The basic things you need to know about PR for your business, building relationships with the media and managing the impact of publicity.

Ten ways to get coverage in your local media

If you want to attract customers locally, you could pay for an advert in your local newspaper or radio station. But getting editorial coverage has more credibility and far greater impact with potential customers. Follow these steps to get into your local media

  1. Do your research. Get to know your local media, including newspapers, magazines and radio stations. Find out who they reach, how their content varies from day to day and section by section and, crucially, learn what their deadlines are. You should also note the names of writers, editors and broadcasters who produce material that might appeal to your customers.
  2. Network. Becoming an active member of your local Chambers of Commerce or any other business groups that will increase your prominence. Go for committee positions, offer to speak at events, look after stalls at conferences. Maximise your chances of meeting your local media and being approached for a quote.
  3. Approach local journalists. Introduce yourself to your local business reporters if you see them at an event. Offer to show them round, introduce them to key people or provide background information for a story. Be friendly, but don't be pushy.
  4. Feed stories to reporters. If you have involvement in a local business issue, offer your opinion or write a letter to the newspaper or magazine. If a newsworthy event occurs that relates to your business, let reporters know about it. You could even offer to contribute a regular column or comment answering readers' queries or offering an opinion on local business issues.
  5. Learn to write newsworthy press releases. Journalists respond to well-written and informative press releases. Give them a clear, descriptive headline that tells the story, use non-technical language and write copy that explains the benefits of your offering to local customers. Always include a quote, background notes, contact details and a good quality photo.
  6. Exploit natural PR opportunities.
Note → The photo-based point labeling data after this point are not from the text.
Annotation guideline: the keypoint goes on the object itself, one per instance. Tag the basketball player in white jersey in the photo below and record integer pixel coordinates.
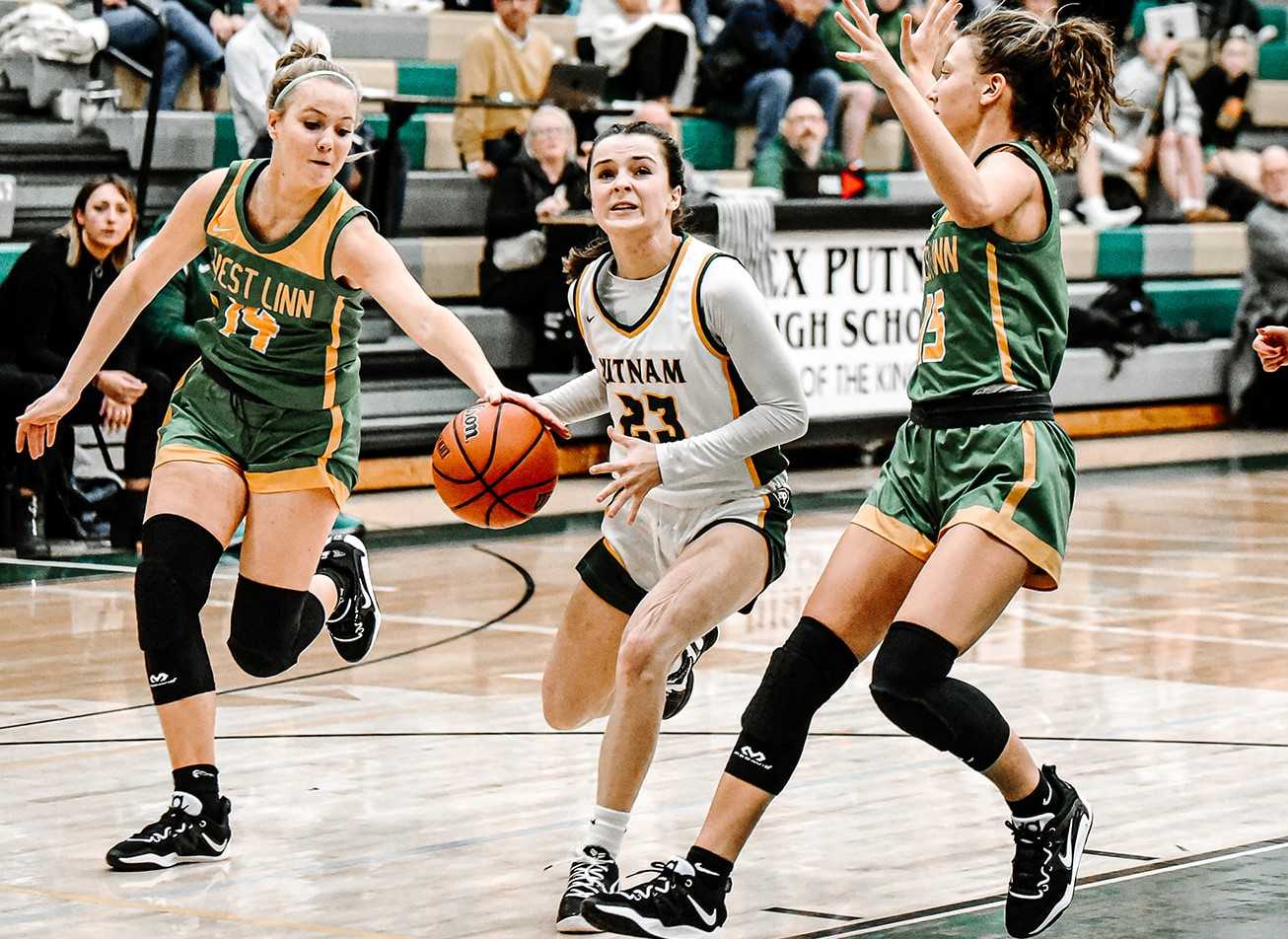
(702, 393)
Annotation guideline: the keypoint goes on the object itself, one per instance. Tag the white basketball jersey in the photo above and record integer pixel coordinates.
(669, 378)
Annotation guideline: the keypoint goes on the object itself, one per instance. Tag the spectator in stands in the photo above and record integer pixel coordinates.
(250, 63)
(1262, 319)
(768, 53)
(53, 291)
(861, 100)
(1223, 94)
(1160, 127)
(1091, 183)
(799, 146)
(504, 57)
(189, 42)
(522, 268)
(648, 45)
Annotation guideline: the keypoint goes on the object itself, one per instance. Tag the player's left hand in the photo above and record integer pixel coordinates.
(861, 28)
(495, 396)
(632, 475)
(1271, 346)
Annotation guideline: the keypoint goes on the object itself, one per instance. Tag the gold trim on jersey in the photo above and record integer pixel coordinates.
(897, 534)
(659, 302)
(725, 362)
(1031, 470)
(1043, 558)
(994, 300)
(332, 354)
(180, 453)
(306, 255)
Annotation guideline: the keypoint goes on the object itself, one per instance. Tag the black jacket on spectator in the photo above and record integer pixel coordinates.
(45, 308)
(1217, 96)
(757, 36)
(512, 210)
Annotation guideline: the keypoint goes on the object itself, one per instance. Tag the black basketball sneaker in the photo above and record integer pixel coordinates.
(183, 834)
(669, 905)
(1047, 853)
(356, 619)
(593, 872)
(679, 683)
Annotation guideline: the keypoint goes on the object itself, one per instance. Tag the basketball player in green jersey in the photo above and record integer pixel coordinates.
(973, 501)
(264, 426)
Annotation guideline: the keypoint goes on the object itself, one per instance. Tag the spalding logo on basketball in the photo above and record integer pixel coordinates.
(495, 466)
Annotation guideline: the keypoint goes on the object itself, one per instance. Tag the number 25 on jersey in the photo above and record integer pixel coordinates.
(933, 327)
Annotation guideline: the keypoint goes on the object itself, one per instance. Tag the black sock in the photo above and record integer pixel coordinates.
(1043, 799)
(711, 868)
(201, 779)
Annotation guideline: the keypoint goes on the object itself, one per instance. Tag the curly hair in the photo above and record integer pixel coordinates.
(1061, 76)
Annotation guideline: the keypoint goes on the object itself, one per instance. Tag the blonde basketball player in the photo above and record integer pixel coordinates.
(264, 426)
(701, 393)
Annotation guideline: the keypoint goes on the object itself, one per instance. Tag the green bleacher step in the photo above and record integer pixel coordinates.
(1203, 308)
(434, 79)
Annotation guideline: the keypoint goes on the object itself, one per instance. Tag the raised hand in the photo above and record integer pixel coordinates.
(922, 49)
(872, 54)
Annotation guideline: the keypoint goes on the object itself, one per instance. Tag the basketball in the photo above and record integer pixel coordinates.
(495, 466)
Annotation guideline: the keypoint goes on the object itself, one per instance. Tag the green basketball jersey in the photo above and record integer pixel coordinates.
(996, 312)
(282, 327)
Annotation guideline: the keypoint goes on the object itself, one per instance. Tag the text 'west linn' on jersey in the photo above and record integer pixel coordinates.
(668, 376)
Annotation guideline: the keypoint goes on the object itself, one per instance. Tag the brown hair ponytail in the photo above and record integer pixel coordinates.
(579, 257)
(1061, 76)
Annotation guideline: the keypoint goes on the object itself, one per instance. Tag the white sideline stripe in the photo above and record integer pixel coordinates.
(1139, 875)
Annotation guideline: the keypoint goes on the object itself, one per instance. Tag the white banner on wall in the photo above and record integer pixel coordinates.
(849, 306)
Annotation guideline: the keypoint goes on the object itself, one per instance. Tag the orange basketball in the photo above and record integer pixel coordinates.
(495, 466)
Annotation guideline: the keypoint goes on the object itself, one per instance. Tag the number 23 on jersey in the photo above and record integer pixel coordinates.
(634, 420)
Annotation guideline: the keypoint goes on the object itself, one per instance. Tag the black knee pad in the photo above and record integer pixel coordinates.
(171, 588)
(801, 677)
(270, 626)
(910, 686)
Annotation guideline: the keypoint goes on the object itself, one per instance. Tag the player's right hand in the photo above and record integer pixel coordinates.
(1271, 346)
(38, 422)
(925, 46)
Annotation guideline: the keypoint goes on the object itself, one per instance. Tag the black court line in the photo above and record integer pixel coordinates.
(963, 905)
(787, 910)
(1115, 854)
(471, 735)
(530, 588)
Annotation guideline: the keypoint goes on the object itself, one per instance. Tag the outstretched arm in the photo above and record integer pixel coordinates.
(365, 259)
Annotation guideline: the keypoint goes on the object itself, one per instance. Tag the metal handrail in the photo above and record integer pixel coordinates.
(154, 78)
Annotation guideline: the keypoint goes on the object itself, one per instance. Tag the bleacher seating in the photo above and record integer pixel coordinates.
(1190, 272)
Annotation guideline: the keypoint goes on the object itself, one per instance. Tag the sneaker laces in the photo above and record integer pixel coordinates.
(1035, 850)
(665, 876)
(173, 824)
(588, 877)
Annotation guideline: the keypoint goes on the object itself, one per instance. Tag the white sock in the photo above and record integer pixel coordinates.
(607, 830)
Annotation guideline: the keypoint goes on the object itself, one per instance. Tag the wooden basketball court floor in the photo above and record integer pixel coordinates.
(420, 794)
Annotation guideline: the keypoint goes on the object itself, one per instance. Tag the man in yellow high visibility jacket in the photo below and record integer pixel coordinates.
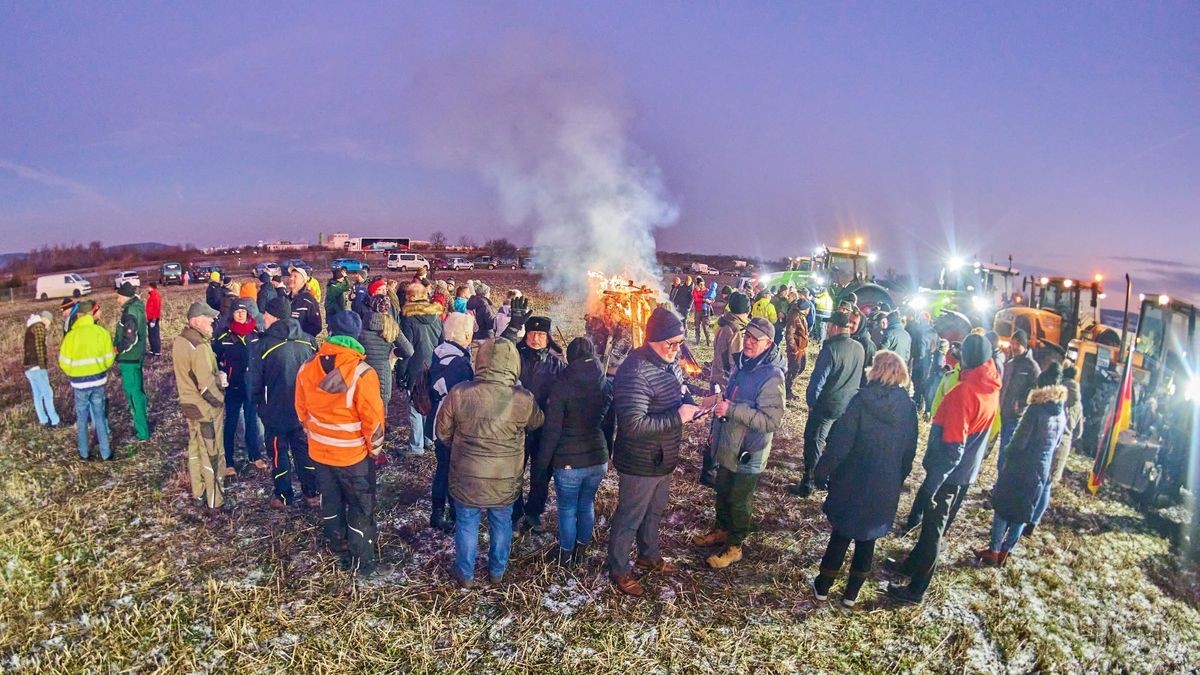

If it is your firm's tenth anniversary, if you have just served your 10,000th customer, if you have won an award or a big contract, then tell your local media. Success stories are very attractive to readers and listeners - they would rather hear these than a sales pitch.
  7. Create PR opportunities. You could also manufacture PR opportunities. You could, for example, team up with your local newspaper or radio station to run a competition with a prize that relates to your business - such as a year's supply of your product, a meal for two at your restaurant, and so on. Maximise publicity by tying it in with other events, such as Valentine's Day or the launch of a new offer.
  8. Get involved in the local community. You can generate PR by supporting local events and organisations. This could range from taking a stall at a local fete or show to sponsoring a sports team (with your name on their shirt). Let the press know of your involvement and see if they can send a reporter - otherwise send them a report of an event afterwards.
  9. Take part in fundraising activities. Organising charity events or encouraging your employees to take part in unusual or impressive fundraising can reap dividends in editorial coverage. If a member of your staff has canoed down the Amazon for the Rainforest Alliance, for example, make sure you send photos, a full report and make your employee available for interview.
  10. Review your efforts. Consider which of your initiatives have generated worthwhile publicity and continue to create more opportunities in that vein. There's a high degree of trial and error involved - you won't necessarily get full page coverage every week, but you will increase your connections and raise your profile. And that is definitely good for business.